Foi com imensa alegria que recebi o convite do Ministro José Luciano Castilho Pereira para participar da obra coletiva em merecidíssima homenagem ao jurista Arnaldo Lopes Süssekind, que nos deixou no ano de 2012, após longa e profícua vida dedicada ao Direito do Trabalho.

Era o último remanescente da comissão nomeada por Getúlio Vargas em 1942 para elaborar a Consolidação das Leis do Trabalho (CLT), razão pela qual, quando se fala em Direito do Trabalho, se menciona, mesmo que implicitamente a ilustre figura do ex-Ministro do Trabalho e do Tribunal Superior do Trabalho.

No célebre livro Instituições de Direito do Trabalho, de autoria do homenageado, fui buscar inspiração para ousar escrever acerca deste tema, cujas origens, ao contrário do que se possa imaginar, remontam à Roma antiga.

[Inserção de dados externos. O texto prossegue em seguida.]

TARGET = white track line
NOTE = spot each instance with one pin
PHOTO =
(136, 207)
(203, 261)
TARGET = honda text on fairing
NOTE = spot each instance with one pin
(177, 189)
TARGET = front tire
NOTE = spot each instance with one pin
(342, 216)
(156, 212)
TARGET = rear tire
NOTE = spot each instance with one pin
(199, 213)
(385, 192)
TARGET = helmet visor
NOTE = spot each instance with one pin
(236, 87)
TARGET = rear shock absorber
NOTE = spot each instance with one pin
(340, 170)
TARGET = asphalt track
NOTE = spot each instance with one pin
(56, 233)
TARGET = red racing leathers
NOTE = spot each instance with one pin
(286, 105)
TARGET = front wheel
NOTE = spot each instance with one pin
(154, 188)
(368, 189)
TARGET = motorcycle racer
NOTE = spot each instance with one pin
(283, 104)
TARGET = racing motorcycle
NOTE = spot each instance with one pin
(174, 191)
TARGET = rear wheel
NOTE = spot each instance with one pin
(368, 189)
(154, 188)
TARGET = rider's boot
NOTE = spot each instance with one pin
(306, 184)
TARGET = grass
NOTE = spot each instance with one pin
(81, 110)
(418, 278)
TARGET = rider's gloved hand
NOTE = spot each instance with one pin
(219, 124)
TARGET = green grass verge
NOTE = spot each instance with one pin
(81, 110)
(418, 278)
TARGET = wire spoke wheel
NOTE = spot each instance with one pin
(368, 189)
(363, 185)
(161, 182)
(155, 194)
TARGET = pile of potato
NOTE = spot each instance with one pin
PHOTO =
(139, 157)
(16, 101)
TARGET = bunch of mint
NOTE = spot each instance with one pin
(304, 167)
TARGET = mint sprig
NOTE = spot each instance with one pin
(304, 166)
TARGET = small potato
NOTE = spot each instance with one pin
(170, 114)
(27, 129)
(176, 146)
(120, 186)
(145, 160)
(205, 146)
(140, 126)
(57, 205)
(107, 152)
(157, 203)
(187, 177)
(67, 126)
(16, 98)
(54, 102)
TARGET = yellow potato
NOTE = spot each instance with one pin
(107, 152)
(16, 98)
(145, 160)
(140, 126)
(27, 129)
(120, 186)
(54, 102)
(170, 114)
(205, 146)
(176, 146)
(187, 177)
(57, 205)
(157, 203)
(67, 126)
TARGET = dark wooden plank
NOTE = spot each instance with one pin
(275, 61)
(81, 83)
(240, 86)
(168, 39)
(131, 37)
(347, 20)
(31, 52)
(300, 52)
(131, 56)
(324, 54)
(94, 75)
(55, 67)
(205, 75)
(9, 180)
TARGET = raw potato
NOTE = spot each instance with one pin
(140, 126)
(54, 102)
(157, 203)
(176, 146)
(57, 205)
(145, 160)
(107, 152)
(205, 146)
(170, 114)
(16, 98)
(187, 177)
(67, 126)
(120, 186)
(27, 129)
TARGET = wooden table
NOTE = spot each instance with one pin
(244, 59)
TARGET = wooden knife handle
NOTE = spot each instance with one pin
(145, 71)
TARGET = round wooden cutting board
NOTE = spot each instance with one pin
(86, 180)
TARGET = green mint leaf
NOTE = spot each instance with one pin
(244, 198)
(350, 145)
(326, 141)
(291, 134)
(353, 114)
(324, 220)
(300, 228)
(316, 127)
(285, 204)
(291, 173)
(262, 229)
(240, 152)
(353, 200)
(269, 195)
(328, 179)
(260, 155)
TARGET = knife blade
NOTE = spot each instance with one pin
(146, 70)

2. Férias anuais remuneradas - considerações gerais

É natural que após um ano contínuo de trabalho o organismo do trabalhador não funcione com capacidade plena e vigor absoluto em razão do acúmulo de toxinas, cansaço físico e mental, além de fadiga.

Os repousos semanais remunerados e os inter-valos interjornada são apenas medidas paliativas que visam a recuperação imediata do trabalhador, não sendo suficientes para recuperar, de forma integral, a saúde física daquele empregado.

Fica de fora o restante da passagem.